Let’s take a look at one of our clients, Jane. Jane purchased her home in 2013. She purchased a beautiful small home in one of Winnipeg’s up and coming neighbourhoods. She was an excellent, hardworking borrower with excellent credit. Now in 2017, she has a HUGE problem. She would like to refinance to do some upgrades and necessary repairs. Is she able to refinance her mortgage to accomplish her goals? NO. When the Canadian government/OSFI mandated that the insurers were no longer able to provide default insurance for refinances, this put people like Jane in a terrible spot. Unfortunately for her, the neighbourhood in which she lived was designated a “RED ZONE” by most lenders. This means that lenders would not lend in the neighbourhood without mortgage default Insurance. The lenders who would lend in the area, have implemented square footage minimums as high as 750sqft. In fact, Jane’s own bank who already holds the mortgage decided to decline her application based on these criteria alone. So, what is she to do? Take out a high interest and expensive 2nd mortgage? Sell her home? Or get a separate loan with high payments? We don’t really know the answers to these questions. However, we do know that bad policy is devastating the middle class.

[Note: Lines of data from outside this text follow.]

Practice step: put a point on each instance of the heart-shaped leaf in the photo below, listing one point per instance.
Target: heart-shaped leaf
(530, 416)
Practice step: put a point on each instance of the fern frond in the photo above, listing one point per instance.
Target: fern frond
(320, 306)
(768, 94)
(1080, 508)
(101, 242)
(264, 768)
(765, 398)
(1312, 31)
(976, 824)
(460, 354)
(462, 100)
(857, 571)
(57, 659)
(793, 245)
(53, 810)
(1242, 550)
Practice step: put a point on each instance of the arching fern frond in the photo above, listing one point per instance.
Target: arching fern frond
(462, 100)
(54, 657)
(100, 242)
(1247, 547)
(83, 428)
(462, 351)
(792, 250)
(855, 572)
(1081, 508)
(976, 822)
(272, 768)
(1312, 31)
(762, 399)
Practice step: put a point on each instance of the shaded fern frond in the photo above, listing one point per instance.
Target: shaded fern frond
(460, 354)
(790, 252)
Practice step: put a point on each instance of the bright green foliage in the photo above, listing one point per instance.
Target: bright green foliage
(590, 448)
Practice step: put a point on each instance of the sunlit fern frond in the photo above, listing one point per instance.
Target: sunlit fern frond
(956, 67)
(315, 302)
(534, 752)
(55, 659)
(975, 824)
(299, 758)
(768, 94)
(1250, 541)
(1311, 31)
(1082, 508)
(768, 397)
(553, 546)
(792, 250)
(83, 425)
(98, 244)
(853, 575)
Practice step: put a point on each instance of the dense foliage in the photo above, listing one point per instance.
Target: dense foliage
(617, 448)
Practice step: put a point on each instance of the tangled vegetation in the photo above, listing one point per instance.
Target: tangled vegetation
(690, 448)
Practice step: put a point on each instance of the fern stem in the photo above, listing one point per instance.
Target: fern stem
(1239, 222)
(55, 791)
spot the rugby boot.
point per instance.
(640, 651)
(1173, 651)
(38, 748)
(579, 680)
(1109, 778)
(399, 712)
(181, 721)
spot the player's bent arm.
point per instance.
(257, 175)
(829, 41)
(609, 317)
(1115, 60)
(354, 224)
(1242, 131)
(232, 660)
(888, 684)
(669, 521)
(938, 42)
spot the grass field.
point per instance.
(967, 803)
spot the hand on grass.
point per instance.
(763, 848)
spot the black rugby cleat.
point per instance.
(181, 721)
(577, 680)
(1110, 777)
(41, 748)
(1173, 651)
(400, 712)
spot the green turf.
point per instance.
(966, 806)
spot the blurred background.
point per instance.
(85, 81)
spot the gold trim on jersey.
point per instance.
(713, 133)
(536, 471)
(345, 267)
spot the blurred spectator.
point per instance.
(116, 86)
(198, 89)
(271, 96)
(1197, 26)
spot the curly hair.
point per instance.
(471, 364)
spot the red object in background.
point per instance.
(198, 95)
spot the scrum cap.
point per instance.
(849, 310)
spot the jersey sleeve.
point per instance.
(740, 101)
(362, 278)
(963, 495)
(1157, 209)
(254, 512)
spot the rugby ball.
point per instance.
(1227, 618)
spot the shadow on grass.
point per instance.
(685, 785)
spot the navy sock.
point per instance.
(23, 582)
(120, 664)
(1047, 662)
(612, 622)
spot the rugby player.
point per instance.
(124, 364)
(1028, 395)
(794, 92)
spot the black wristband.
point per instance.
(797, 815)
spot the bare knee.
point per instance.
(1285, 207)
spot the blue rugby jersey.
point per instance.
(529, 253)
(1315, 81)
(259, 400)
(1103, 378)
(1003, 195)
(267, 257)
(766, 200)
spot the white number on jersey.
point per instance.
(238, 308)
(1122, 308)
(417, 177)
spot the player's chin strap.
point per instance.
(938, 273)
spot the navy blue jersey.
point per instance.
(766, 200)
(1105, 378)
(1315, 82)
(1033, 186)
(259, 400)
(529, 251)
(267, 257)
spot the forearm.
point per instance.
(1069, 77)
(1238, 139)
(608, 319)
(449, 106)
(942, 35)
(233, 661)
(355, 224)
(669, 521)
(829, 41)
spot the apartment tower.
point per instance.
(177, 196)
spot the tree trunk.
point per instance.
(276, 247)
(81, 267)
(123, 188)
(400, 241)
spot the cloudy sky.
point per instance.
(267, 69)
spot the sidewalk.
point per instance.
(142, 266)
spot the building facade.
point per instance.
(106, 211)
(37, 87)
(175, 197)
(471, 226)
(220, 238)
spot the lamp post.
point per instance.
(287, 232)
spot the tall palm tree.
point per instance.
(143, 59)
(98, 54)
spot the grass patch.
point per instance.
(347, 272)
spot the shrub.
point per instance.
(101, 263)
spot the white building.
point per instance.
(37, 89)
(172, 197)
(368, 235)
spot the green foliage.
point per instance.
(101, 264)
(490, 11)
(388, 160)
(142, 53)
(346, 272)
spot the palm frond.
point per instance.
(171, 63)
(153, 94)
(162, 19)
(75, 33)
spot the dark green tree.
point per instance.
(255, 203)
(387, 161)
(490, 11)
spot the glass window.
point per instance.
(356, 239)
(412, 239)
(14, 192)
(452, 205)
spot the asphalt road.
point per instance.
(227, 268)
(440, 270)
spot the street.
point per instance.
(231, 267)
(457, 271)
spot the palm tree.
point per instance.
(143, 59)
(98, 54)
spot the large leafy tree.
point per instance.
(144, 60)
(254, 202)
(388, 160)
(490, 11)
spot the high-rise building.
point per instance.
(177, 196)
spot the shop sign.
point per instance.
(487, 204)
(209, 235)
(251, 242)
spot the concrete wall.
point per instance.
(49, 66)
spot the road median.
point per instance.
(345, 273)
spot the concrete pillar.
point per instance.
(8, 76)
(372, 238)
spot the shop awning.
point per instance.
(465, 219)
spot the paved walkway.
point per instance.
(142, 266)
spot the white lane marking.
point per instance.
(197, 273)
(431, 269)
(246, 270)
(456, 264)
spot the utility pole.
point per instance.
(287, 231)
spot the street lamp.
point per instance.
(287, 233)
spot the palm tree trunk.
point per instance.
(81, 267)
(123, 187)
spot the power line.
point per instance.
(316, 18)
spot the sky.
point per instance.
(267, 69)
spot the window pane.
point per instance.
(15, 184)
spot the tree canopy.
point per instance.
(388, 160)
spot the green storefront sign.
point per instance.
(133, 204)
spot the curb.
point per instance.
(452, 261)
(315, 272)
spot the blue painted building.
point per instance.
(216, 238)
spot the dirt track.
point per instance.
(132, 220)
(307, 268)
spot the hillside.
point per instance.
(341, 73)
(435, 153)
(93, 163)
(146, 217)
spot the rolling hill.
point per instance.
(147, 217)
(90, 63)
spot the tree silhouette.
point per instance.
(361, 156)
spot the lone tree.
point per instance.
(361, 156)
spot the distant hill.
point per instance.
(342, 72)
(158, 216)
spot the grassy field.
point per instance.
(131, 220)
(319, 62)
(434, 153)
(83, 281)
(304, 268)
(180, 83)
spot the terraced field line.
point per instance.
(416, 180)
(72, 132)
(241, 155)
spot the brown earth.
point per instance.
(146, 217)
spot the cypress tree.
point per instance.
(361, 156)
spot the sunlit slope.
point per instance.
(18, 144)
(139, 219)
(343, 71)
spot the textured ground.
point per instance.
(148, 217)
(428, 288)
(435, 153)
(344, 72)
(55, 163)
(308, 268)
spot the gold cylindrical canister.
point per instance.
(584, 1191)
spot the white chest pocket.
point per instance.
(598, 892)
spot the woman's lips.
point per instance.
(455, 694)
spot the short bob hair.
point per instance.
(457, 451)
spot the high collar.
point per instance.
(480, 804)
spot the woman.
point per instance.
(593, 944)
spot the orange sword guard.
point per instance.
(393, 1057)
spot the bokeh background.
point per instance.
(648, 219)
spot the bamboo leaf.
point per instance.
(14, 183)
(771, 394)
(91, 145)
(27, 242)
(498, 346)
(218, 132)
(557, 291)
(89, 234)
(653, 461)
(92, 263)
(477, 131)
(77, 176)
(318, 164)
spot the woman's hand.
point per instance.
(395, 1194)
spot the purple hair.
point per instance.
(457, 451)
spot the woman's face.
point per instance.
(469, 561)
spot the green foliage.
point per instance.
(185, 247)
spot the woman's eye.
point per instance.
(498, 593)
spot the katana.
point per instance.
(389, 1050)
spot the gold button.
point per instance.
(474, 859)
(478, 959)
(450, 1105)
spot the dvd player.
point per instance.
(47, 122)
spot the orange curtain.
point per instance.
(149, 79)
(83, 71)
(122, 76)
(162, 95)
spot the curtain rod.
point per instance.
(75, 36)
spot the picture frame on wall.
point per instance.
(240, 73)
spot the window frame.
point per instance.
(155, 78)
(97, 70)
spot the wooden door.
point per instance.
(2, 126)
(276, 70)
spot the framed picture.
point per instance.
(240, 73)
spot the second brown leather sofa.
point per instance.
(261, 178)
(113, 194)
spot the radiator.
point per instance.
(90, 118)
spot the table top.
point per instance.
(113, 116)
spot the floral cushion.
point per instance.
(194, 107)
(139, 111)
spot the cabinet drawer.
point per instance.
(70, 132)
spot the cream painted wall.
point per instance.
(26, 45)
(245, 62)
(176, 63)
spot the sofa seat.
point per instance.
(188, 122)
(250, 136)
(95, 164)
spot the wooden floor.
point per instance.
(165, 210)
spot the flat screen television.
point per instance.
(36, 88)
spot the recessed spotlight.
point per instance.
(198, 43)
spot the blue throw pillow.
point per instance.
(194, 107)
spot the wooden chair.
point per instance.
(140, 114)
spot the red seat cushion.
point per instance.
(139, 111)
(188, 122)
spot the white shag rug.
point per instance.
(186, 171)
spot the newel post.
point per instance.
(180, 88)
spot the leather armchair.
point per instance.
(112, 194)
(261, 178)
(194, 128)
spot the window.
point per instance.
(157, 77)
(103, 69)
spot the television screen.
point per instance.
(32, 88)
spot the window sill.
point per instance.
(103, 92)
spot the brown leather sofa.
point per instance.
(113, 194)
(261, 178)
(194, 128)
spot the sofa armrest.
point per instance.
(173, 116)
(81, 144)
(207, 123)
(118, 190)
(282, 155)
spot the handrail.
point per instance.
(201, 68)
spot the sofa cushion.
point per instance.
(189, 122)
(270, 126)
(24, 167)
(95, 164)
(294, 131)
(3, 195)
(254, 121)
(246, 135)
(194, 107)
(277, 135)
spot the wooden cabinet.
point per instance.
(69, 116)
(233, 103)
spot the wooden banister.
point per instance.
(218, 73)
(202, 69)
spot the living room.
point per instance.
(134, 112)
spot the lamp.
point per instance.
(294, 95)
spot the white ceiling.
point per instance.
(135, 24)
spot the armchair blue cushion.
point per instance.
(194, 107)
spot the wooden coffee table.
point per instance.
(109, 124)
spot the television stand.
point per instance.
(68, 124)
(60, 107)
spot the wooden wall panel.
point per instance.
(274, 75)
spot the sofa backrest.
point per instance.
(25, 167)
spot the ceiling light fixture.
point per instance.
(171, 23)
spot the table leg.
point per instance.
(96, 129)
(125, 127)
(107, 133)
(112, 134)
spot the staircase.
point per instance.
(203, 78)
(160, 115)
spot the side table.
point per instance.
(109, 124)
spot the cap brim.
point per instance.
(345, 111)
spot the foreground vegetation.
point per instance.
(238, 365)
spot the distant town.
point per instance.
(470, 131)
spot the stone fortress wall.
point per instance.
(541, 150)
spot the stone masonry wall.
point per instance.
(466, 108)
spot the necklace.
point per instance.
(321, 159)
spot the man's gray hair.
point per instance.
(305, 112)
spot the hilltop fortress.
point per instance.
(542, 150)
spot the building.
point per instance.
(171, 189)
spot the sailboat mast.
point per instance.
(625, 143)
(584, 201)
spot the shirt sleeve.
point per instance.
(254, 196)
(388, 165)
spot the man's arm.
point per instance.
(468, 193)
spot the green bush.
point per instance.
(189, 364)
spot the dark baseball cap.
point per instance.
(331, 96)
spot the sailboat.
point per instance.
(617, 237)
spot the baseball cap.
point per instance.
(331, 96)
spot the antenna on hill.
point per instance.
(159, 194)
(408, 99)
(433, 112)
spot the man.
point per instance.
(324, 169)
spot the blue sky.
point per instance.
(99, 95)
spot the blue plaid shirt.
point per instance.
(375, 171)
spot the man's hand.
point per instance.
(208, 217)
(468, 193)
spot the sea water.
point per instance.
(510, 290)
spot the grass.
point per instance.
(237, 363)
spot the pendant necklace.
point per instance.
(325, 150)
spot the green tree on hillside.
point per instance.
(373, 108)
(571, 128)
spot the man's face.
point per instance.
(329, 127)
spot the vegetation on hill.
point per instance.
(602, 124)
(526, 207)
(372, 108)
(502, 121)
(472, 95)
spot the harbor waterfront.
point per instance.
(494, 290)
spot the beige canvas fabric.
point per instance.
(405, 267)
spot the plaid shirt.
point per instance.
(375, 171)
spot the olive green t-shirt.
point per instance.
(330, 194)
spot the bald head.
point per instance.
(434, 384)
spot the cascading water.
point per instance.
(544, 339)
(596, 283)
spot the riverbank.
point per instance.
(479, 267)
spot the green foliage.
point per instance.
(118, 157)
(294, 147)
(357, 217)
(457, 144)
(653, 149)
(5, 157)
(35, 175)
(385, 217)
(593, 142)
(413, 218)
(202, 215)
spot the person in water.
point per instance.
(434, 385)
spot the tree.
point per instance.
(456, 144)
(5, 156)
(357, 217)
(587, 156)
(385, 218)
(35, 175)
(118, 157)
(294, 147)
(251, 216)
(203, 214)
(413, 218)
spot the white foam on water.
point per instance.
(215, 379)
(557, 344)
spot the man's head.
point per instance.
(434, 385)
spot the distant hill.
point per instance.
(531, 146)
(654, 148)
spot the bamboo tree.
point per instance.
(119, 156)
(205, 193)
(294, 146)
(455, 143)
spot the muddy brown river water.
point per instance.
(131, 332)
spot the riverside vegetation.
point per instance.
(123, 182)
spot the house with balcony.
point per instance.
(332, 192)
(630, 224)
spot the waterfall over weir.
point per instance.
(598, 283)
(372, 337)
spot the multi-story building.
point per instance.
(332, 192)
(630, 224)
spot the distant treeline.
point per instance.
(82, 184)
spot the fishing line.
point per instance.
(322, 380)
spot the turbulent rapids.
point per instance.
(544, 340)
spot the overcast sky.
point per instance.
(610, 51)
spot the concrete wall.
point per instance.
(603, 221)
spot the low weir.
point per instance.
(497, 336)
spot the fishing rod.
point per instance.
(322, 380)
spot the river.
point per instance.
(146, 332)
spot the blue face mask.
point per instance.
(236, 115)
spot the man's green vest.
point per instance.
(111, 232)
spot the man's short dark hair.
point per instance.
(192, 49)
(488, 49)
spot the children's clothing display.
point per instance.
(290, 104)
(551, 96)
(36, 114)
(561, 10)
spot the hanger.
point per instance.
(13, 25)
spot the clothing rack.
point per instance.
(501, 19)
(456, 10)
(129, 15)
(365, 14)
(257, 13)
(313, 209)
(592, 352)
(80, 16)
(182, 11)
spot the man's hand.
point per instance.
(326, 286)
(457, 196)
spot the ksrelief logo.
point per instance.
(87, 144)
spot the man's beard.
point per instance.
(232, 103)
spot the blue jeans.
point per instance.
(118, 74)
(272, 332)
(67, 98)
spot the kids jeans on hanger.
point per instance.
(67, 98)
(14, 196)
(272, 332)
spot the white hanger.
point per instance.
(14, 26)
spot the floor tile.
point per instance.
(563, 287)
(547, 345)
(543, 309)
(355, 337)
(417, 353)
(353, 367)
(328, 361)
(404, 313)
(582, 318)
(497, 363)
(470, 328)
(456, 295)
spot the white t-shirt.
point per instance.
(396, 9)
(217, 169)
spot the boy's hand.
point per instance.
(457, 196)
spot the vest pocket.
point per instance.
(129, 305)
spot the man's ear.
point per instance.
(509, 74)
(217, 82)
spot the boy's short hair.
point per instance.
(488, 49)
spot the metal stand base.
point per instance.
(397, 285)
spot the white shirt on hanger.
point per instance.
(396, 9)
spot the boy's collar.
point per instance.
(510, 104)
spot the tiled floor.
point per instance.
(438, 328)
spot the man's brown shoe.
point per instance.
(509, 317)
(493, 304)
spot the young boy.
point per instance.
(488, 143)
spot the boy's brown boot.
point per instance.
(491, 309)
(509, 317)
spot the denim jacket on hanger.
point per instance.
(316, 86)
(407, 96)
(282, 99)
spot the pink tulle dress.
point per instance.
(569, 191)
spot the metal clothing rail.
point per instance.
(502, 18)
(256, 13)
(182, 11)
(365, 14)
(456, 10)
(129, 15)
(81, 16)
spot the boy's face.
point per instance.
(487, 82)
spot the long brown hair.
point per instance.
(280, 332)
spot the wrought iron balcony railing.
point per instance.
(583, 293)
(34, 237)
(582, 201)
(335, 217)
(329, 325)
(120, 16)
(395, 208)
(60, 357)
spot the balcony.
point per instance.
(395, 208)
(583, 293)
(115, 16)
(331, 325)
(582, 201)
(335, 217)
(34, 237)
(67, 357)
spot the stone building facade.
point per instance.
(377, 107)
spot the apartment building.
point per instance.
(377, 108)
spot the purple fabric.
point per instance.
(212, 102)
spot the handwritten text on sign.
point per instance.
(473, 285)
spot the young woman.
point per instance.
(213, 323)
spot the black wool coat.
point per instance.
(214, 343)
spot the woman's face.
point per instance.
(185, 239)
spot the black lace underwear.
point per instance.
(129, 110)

What will happen to the thousands of other people that are in a similar situation? What is going to happen to the up and coming and gentrifying Canadian neighbourhoods? Will new policies be created to fill this very serious gap? Will the Canadian government admit to these alleged errors and that they may have gone too far? Will they take the steps to limit the predatory unsecured and credit card lending? Are these policies going to be the death of the Canadian homeownership dream? If Canadians are unable to look after their homes properly, are we headed to American style slums?
Only time will time will tell. I’m sure that if the government has gone too far that they will pay for it in the polls.